There was no significant difference between UK and US newspapers in the frequency of reporting of facilitators and barriers to using online health information in routine clinical practice (p > 0.05). Facilitators were mentioned in 55.3% of articles (Figure 5); ease of Internet access and the expression of positive views by health professionals were the most frequently reported facilitators, for example “We need to help them sort through it, not discourage the use of information. We have to acknowledge that patients do this research. It's important that instead of fighting against it, that we join them and become their coaches in the process” (Parker-Pope, T. You’re sick. Now what? Knowledge is power. The New York Times. 30 September 2008; Science Desk, p1). Barriers were stated in 37.3% of articles (kappa = 0.5); the most frequently cited barrier was the negative viewpoint of health professionals “Some doctors are less enthusiastic. People think all they need is some basic medical information and off they go. They even suggest that doctors could soon be out of a job" (Bird J. ‘More like a conversation between equals’. The Financial Times. 27 June 2011; FT Health, p3).
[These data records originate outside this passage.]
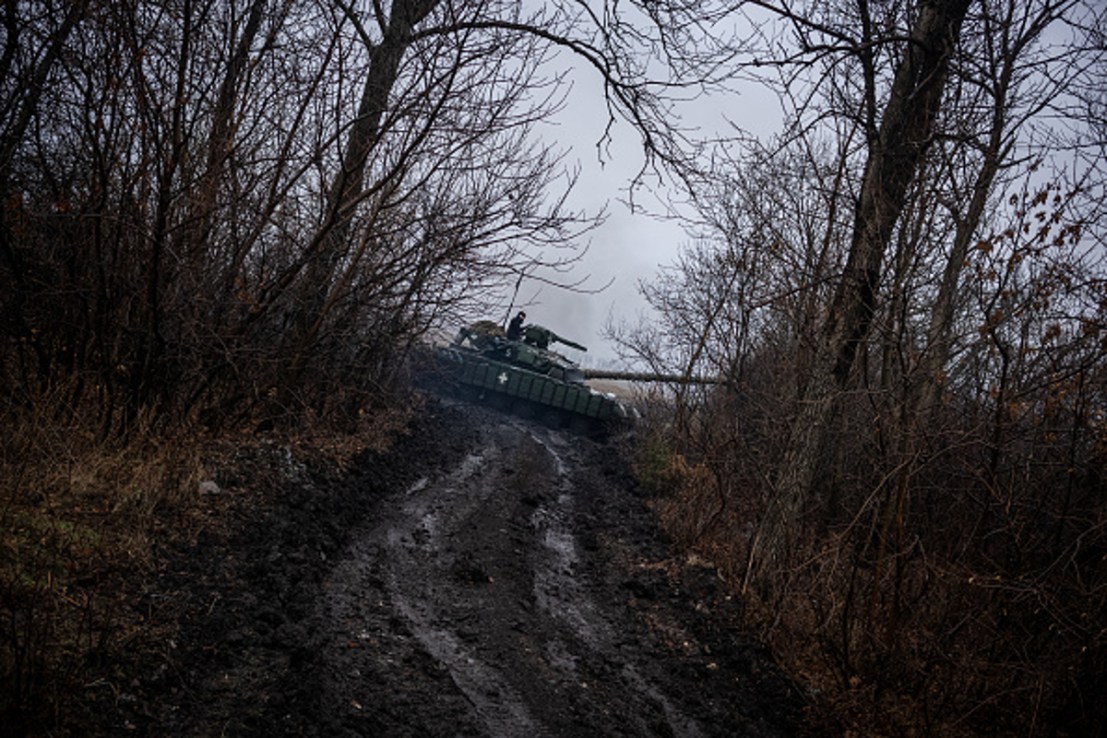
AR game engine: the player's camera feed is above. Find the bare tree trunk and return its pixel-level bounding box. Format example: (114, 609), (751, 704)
(747, 0), (971, 579)
(292, 0), (438, 362)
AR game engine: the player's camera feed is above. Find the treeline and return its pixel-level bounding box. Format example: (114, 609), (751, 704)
(621, 0), (1107, 736)
(0, 0), (606, 436)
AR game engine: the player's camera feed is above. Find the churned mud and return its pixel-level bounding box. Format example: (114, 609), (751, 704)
(102, 401), (801, 738)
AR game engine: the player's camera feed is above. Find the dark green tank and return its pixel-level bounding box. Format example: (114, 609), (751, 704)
(438, 321), (629, 430)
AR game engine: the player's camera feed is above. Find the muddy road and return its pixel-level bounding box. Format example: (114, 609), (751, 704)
(114, 402), (801, 737)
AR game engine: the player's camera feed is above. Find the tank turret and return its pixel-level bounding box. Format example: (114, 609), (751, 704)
(441, 321), (628, 429)
(523, 324), (588, 351)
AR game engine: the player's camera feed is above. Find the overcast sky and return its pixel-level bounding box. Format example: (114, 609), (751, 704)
(519, 60), (779, 366)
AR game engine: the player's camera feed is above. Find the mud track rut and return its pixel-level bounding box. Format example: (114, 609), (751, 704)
(313, 418), (790, 737)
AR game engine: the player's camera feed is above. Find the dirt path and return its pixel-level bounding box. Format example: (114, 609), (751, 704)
(112, 403), (798, 737)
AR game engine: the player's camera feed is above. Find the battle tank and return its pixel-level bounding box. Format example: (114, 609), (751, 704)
(438, 321), (629, 433)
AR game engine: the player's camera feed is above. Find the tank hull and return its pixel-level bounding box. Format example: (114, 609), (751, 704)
(438, 346), (628, 426)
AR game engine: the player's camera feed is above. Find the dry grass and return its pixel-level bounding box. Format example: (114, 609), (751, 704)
(0, 389), (411, 735)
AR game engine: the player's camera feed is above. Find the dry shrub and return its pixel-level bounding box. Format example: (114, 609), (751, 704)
(0, 380), (416, 735)
(652, 389), (1107, 736)
(0, 396), (204, 732)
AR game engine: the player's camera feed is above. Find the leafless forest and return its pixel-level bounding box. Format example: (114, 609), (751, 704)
(0, 0), (1107, 735)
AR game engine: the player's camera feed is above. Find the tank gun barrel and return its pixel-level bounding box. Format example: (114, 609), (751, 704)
(583, 368), (726, 384)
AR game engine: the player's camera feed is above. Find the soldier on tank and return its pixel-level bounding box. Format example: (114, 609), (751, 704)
(507, 310), (527, 341)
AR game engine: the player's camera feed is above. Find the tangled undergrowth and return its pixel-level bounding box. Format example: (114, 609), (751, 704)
(0, 391), (413, 735)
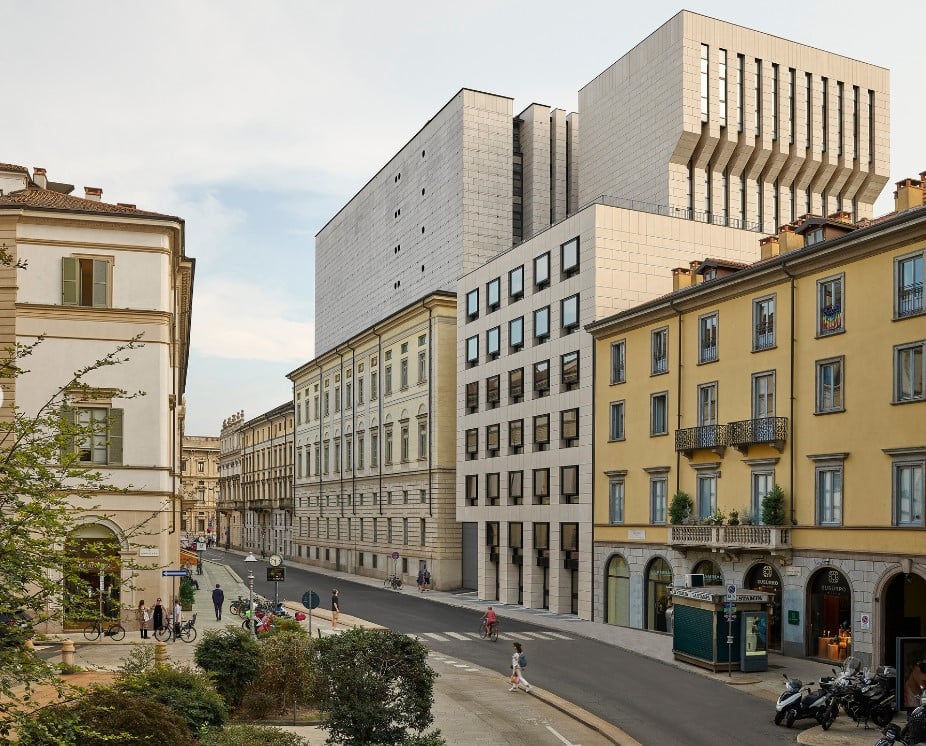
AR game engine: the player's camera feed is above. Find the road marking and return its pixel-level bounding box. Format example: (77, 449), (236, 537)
(547, 725), (579, 746)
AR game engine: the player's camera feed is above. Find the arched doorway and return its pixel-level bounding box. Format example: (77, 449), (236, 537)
(64, 523), (122, 624)
(691, 560), (724, 585)
(807, 567), (852, 660)
(646, 557), (672, 632)
(746, 562), (781, 650)
(881, 572), (926, 670)
(604, 554), (630, 627)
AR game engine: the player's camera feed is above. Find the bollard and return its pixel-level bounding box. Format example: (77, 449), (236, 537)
(61, 639), (74, 671)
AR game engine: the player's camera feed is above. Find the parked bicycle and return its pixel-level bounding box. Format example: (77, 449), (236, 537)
(84, 619), (125, 642)
(154, 614), (196, 642)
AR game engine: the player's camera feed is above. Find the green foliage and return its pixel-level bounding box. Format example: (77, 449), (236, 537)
(113, 666), (228, 736)
(193, 626), (261, 708)
(315, 628), (437, 746)
(762, 484), (786, 526)
(200, 725), (310, 746)
(17, 687), (196, 746)
(669, 491), (694, 526)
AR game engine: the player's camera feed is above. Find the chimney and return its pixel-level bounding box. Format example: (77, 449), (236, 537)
(759, 236), (781, 259)
(894, 178), (926, 212)
(778, 222), (808, 254)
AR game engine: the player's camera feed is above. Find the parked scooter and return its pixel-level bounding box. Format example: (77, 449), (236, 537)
(775, 674), (839, 730)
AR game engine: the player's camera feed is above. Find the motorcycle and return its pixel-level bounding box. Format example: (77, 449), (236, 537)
(875, 689), (926, 746)
(775, 674), (839, 730)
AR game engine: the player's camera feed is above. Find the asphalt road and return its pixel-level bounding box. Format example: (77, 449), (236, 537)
(214, 550), (796, 746)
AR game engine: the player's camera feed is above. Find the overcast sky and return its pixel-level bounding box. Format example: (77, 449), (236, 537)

Balance and quality of newspaper reporting
The majority of articles (83.9%) were rated as having balanced judgement, i.e. the authors neither made exaggerated nor understated claims in comparison with the generally accepted status of online health information. The quality of information presented in each article was rated with the aid of descriptors on a scale of 1-10. Higher scores indicated higher quality reporting. A typical high quality article had balanced judgement, was based on evidence, and included quotations from subject experts, whereas, an article was rated as poor if it was anecdotal, lacked balanced judgement and did not include any evidence in support of its claims. Overall, 47.2% of the articles were rated as having excellent quality reporting (scored 8-10), 32.9% presented average/good quality information (scored 4-7) and 19.9% reported poor quality information (scored 1-3). We found no difference in the quality of reporting in UK articles compared to US articles (p > 0.05).